NADA POR RESOLVER, TODO POR VIVIR

Nada por resolver, todo por vivir. 

Ese es el título de un encuentro con Sergi Torres que hoy vengo a compartir con ustedes.  Como todos los de él son para escucharlos varias veces porque en la primera entre que tus neuronas se acomodan o se resisten… pasa un ratito y ya se ha ido el hilo, ja, ja. 

Y como la Vida se complace en ponerte delante las prácticas o el contexto para que lo veas “mejor”, esta mañana un amigo que por casualidad pasaba al lado de casa cuando a mí se me ha ocurrido llamarle (y él asombrado, ja, ja. Luego vista la conversación, era justo el exponente ideal de lo que yo necesitaba ver) me ha hecho de testimonio de cómo se mueve todo cuando uno quiere resolver y no quiere atravesar la vivencia. Es como que se pone para atrás y “que la vida me lo resuelva sin que yo me manche mucho”, ja, ja. Y en la conversación ya hemos ido viendo que no funciona como nuestro “yo chiquito” quiere hacernos entender con sus soluciones que no salen del defiéndete y ataca o sal corriendo. No, no. 

O lo vives conscientemente atendiendo a tu ser esencial (y sucederá lo que sea, que no tenemos ni idea porque no lo hemos hecho todavía aunque nuestro “yo chiquito” nos cuente las mil y una que van a suceder. No tiene ni idea, solo está haciendo conjeturas en base a lo que teme) o lo repetirás con “más bombo” (expresión del Finder que me ha sacado de muchos enredos mentales, ja, ja. Es lo mismo pero con más bombo ) 

En este encuentro, dos personas preguntan por “conflictos” con hijos. Más que conflictos , con situaciones o conversaciones mentales que no comprenden o que no saben cómo abordar. Hijos en adolescencia, como mis sobrinos con mi hermano, por un poner. Para mí, además,  la adolescencia fue una etapa que  significó un antes y un después. Y no precisamente agradable. Así que yo con las antenas puestas. 

El movimiento que camina Sergi con ambas personas para llegar a un espacio profundo y propio y sentir qué hay ahí me parece revelador para no quedarnos con la historia que nos cuenta nuestra mente que nos lleva a sufrir.

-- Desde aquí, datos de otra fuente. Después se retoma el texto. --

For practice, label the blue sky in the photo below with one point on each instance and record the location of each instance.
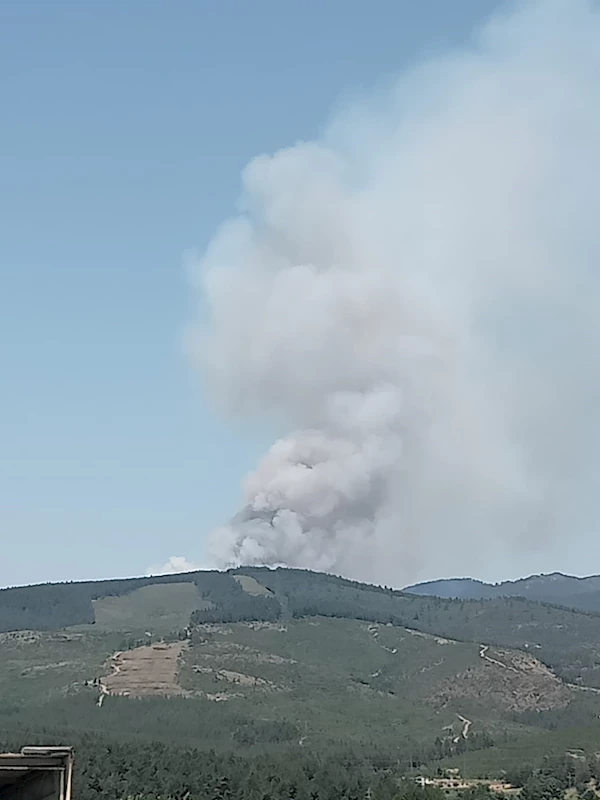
(125, 126)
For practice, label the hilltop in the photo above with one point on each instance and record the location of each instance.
(272, 661)
(556, 588)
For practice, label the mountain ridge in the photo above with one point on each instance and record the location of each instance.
(580, 593)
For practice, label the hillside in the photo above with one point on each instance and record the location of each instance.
(566, 590)
(263, 661)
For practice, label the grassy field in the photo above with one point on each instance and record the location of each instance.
(159, 608)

Lo que preguntan tiene que ver con el control y el control tiene que ver con el miedo aunque no siempre lo lleguemos a ver porque “nos posicionamos y queremos tener razón”, ja, ja. Y el miedo, ya ven… está extendidísimo. 

Estoy segura de que muchos nos sentiremos identificados en esas preguntas en las que dos personas se exponen. Por eso traigo hoy a compartir este encuentro y agradezco la generosidad de acceder a ellos “de otra forma”. Gracias.  

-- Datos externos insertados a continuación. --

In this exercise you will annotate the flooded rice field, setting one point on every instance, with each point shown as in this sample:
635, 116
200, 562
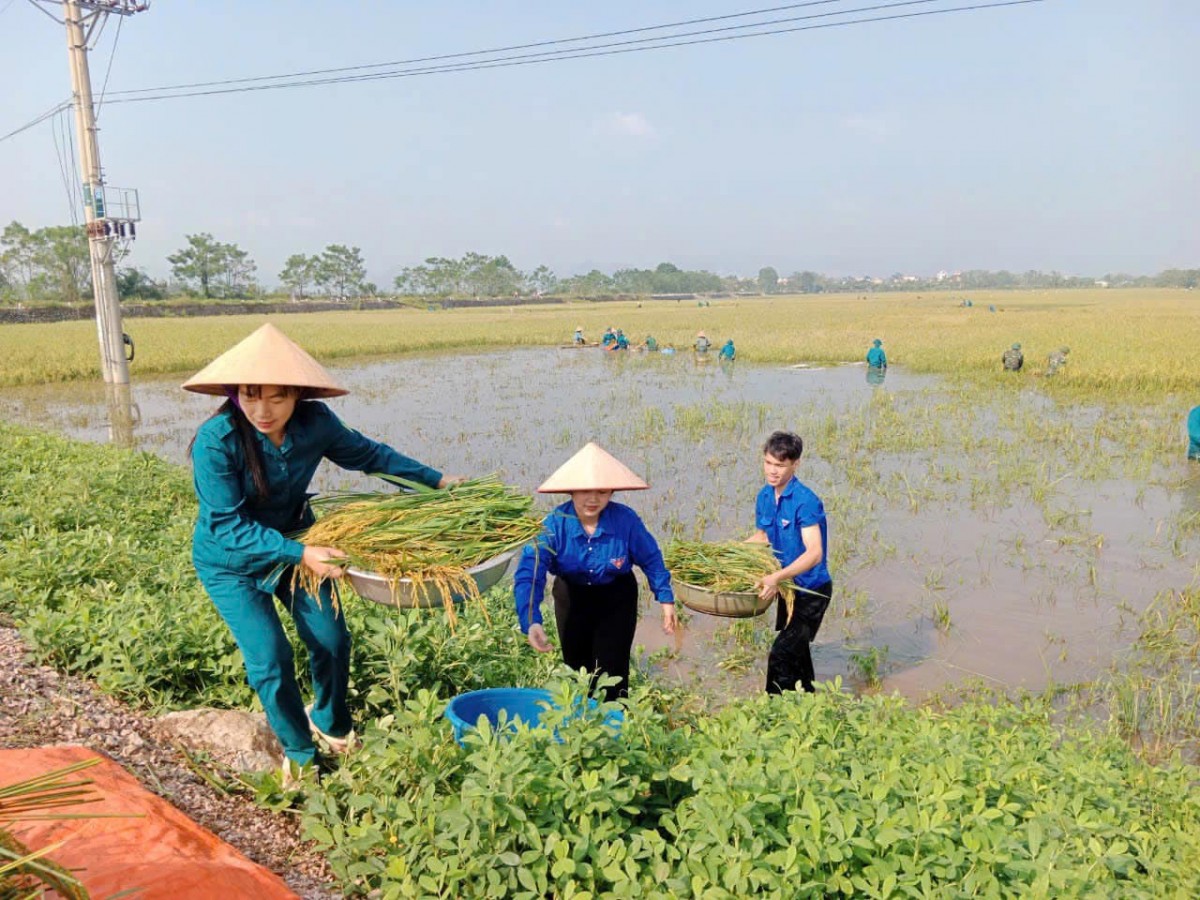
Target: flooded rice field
977, 533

Gracias, viajeros de luz. Hoy, por cierto, día Sol en la onda encantada del Águila por la que transitamos, así pues, día de brillo – que no sé si lo saben pero es a lo que más tememos: a brillar. La energía de este sello favorece ese movimiento de brillo. Podemos sumergernos en ella y dejarnos fundir para que el brillo brote y se dé naturalmente. 

Un honor. Gracias, gracias, gracias.